Additional options in Rcmdr using RcmdrPlugin.UCA

Manuel Munoz-Marquez

2024-09-26

Introduction

The package RcmdrPlugin.UCA adds some options to the Rcmdr menu that are useful for new users in R. Namely:

In the following sections, each of these options will be described in detail.

Test and confidence interval for the variance of a normal population

Within the menu “Statistics” -> “Variances”, a new entry is provided to calculate confidence intervals and make contrasts on the variance in a normal population.This option uses the sigma.test function of the TeachingDemos package.

Example of using the “Single-Sample Variance Test…” menu

First we will load the randtest package from which we will load the data. For it:

  1. From the Rcmdr menu, choose the option “Tools” -> “Load package(s) …”
  2. Search in the randtest dialog box and select it
  3. Press accept

In the message window should appear [x] NOTE: Packages loaded: randtest.

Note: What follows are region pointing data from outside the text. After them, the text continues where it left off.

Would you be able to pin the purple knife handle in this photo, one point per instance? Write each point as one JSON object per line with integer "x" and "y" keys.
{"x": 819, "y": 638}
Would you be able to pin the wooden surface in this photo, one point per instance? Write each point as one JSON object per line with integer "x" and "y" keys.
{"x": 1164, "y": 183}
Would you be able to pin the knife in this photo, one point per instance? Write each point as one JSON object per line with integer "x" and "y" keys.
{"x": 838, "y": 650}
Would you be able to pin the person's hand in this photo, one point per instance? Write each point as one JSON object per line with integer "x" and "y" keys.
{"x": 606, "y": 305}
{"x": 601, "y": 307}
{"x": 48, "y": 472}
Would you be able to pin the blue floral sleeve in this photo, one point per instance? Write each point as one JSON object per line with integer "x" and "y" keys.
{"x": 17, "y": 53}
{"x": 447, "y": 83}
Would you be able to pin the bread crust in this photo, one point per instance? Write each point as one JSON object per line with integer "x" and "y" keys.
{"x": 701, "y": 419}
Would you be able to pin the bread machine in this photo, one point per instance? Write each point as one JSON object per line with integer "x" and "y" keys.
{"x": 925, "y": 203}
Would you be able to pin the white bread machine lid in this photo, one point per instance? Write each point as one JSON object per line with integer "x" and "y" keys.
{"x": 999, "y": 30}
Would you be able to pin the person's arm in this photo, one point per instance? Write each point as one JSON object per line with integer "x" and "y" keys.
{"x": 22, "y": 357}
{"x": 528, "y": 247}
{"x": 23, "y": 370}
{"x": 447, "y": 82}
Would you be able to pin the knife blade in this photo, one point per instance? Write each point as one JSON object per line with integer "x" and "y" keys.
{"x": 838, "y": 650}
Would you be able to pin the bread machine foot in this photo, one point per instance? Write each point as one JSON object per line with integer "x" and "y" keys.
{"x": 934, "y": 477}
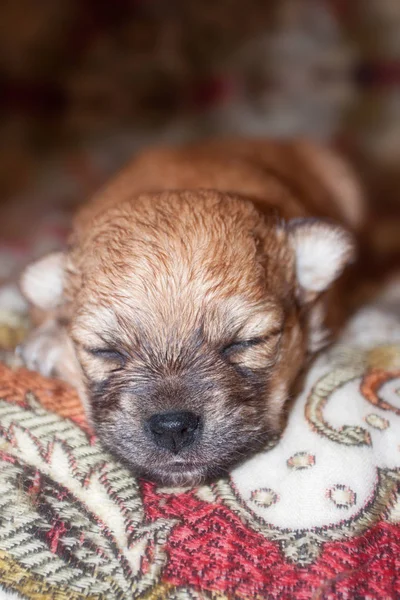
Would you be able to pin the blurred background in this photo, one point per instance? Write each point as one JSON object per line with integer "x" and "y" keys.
{"x": 86, "y": 83}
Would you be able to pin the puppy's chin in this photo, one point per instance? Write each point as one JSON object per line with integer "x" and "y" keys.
{"x": 181, "y": 475}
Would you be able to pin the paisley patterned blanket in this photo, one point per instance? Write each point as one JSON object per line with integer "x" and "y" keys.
{"x": 317, "y": 516}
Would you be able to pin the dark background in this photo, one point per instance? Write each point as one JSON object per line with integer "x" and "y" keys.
{"x": 85, "y": 83}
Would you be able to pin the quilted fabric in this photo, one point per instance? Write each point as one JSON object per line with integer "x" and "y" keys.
{"x": 315, "y": 516}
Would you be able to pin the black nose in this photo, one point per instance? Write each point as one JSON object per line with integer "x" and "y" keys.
{"x": 174, "y": 430}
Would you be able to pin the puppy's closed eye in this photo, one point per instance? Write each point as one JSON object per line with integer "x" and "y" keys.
{"x": 239, "y": 346}
{"x": 253, "y": 353}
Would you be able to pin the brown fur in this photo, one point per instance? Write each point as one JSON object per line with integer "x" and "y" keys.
{"x": 181, "y": 292}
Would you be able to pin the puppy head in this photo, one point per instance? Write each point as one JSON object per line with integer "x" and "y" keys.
{"x": 190, "y": 316}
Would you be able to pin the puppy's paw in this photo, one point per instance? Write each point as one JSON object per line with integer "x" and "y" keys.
{"x": 44, "y": 350}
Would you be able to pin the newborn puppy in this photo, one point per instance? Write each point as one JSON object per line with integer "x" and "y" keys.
{"x": 192, "y": 295}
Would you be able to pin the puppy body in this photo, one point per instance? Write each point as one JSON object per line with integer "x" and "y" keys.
{"x": 196, "y": 284}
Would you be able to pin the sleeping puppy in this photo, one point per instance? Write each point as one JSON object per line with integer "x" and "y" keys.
{"x": 194, "y": 291}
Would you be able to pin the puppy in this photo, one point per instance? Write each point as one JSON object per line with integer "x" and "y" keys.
{"x": 194, "y": 291}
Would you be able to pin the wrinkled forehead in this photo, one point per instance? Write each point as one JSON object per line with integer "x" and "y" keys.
{"x": 211, "y": 322}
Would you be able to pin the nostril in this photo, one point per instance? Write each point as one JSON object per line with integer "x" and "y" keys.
{"x": 174, "y": 430}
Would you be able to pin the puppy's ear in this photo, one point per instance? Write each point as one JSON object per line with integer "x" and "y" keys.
{"x": 322, "y": 251}
{"x": 42, "y": 282}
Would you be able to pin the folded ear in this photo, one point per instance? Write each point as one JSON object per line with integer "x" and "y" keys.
{"x": 42, "y": 282}
{"x": 322, "y": 251}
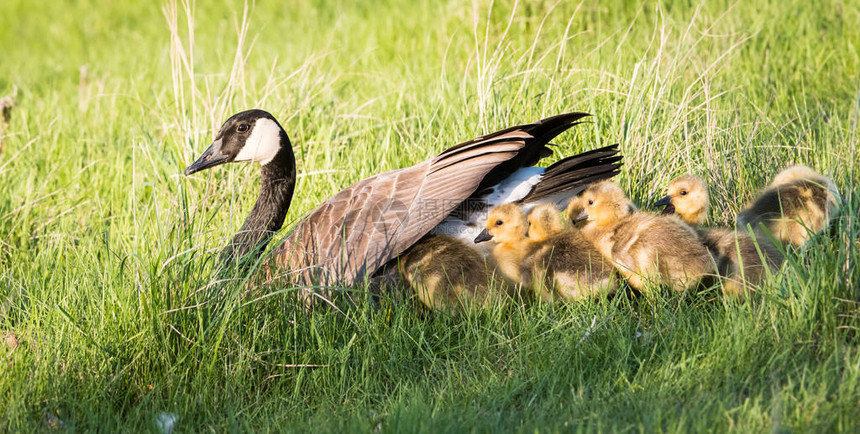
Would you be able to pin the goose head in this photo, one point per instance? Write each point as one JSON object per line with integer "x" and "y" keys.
{"x": 602, "y": 204}
{"x": 252, "y": 135}
{"x": 505, "y": 224}
{"x": 544, "y": 222}
{"x": 686, "y": 196}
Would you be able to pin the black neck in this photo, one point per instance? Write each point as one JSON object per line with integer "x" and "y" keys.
{"x": 270, "y": 210}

If randtest does not appear in the list, you must first install the package.

Next we will load a set of data, for example, “sweetpotato” through the following steps:

  1. Choose from the Rcmdr menu: “Data” -> “Package data sets” -> “Read data set from attached package…”
  2. Press twice on “randtests”
  3. Click on “sweetpotato” and on “Accept”.

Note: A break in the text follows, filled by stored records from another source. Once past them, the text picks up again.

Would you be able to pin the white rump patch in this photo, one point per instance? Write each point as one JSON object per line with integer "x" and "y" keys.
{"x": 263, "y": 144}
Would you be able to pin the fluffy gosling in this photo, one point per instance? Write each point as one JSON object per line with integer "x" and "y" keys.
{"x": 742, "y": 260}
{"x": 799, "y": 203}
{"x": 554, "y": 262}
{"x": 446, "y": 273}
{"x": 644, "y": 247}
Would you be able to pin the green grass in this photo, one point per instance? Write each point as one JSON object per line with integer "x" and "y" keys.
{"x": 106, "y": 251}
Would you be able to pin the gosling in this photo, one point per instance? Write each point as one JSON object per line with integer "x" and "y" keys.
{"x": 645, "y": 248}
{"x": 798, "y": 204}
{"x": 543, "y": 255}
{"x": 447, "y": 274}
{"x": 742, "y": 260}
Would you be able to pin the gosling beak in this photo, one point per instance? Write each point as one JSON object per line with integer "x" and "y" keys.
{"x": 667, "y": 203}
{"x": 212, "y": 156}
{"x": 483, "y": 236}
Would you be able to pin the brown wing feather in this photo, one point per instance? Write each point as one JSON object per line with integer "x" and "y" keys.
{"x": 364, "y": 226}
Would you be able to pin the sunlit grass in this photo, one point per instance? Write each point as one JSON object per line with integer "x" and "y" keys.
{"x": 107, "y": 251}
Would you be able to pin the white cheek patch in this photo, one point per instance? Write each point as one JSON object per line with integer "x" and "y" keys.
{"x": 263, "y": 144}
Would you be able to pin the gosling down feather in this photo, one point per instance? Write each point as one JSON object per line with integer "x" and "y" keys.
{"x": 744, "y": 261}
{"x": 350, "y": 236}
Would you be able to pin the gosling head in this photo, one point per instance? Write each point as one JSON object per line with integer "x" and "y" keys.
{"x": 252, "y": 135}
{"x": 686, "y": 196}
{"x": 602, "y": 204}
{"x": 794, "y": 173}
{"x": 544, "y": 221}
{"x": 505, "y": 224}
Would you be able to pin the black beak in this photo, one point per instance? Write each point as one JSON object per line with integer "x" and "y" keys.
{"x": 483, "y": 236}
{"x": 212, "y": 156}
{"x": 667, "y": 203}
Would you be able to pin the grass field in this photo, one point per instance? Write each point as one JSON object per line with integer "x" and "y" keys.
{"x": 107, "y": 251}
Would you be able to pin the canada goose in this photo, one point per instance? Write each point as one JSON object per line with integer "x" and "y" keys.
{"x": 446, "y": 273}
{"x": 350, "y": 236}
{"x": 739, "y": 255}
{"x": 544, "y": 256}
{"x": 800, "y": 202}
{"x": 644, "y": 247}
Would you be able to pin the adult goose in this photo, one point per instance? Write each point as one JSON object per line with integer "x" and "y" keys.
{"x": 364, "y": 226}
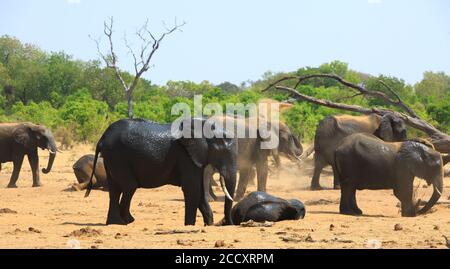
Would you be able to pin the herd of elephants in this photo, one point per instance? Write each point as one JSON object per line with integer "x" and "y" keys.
{"x": 365, "y": 152}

Rcmdr reply with the following text in the instruction tab (R Script)

data(sweetpotato, package = "randtests")
sweetpotato <- as.data.frame (sweetpotato)

In the message window it will appear [x] NOTE: The data set sweetpotato has 70 rows and 4 columns. and in the dialog box attached to the label “Data set:” “sweetpotato” will appear.

To build the confidence interval for sigma for the variable “yield”, select from the Rcmdr menu: “Statistics” -> “Variances” -> “Single-Sample Variance Test…” select “yield” and “OK”. Rcmdr responds with the following instruction in the instruction tab (R Script)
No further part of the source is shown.